Nükleer madde taşınsın 

Önceki dava sürecine ilişkin itiraz gerekçelerini anlatan Cangı, konuyla ilgili bağımsız bir denetleme komisyonunun oluşturularak yerleşim yerlerinin bulunduğu alanda işlemlerin gerçekleştirilemeyeceğini anlattı, 'Kimyasal tozların, zehirli gazların ve etrafında yaratacağı sağlık sorunları ve pisikolojik rahatsızlıklar nasıl çözülecektir? Bir bağımsız izleme komisyonu oluşturulmadan sorunun çözümlenemeyeceğini düşünüyoruz. Daha da önemlisi, ne kadar önlem alınırsa alınsın, yerleşim alanında böyle işletmeye izin verilemez. O nedenle; atıkların bu bölgeden kontrollü bir şekilde, meskun olmayan bir mahalle taşınmasını, ayrıştırma ve bertaraf işleminin çevresel etkileri en aza indirecek tesiste bağımsız bilim komisyonlarının denetiminde yapılmasını öneriyoruz. Eleştiri ve itirazlarımız ile görüş ve önerilerimizin İnceleme Değerlendirme Komisyonu üyeleri tarafından dikkate alınmasını, bundan sonraki çalışmaların bilimsel gerçekliğe ve hukuka uygun yapılabilmesi için daha önce Bakanlığa bildirilen isimlerin Komisyona dahil edilmesini diliyoruz' ifadelerini kullandı. 

Amacımız engellemek değil 

Sunumun ardından Cangı'nın kurul toplantısının izleme talebi reddedilerek İDK toplantısı kapalı gerçekleştirildi.
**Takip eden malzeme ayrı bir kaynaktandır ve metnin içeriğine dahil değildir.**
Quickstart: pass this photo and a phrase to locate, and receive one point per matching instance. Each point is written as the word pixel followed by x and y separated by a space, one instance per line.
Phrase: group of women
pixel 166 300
Cangı çıkarılma kararının tutanaklarda yer almasını istedi.
Toplantı sonrası gazetemize açıklamada bulunan Avukat Cangı, Gaziemir'deki nükleer atığın bir an önce yerleşim yerlerinden uzak yok edilmesi gerektiğini söyledi, 'Hazırlanan ÇED Raporu'nda eksiklikler var biz bunları dile getirdik. Bizim amacımız engellemek değil. Aksine bir an önce sağlıklı bir şekilde temizlenmesini sağlamak. Süreç sorunsuz doğru bir şekilde gerçekleşsin, bizleri dava açmak zorunda bırakmasınlar' diye konuştu.
Öte yandan Cangı İDK toplantısına komisyonda olmasına rağmen katılım göstermeyen İzmir Büyükşehir Belediyesi ve  İzmir Valiliği İl Afet ve Acil Durum Müdürlüğü'nden katılım gösterilmemesine tepki gösterdi. Cangı, 'İzmir'in göbeğinde, vatandaşların yaşam alanında nükleer atıklar var. Bunun bertarafı tartışılıyor. Konunun içinde yer alması gereken İzmir Büyükşehir Belediyesi'nden temsilci göndermemesi büyük eksiklik İl Afet Müdürlüğü'nden kimse gelmemiş. İzmir Büyük Şehir Belediyesi ile il afet müdürünün toplantıyı önemsememesi İzmir açısından büyük talihsizlik. Herhangi bir afet sırasında ve öncesinde öneride bulunması gereken bir kurumun orada yer alması gerekir' dedi.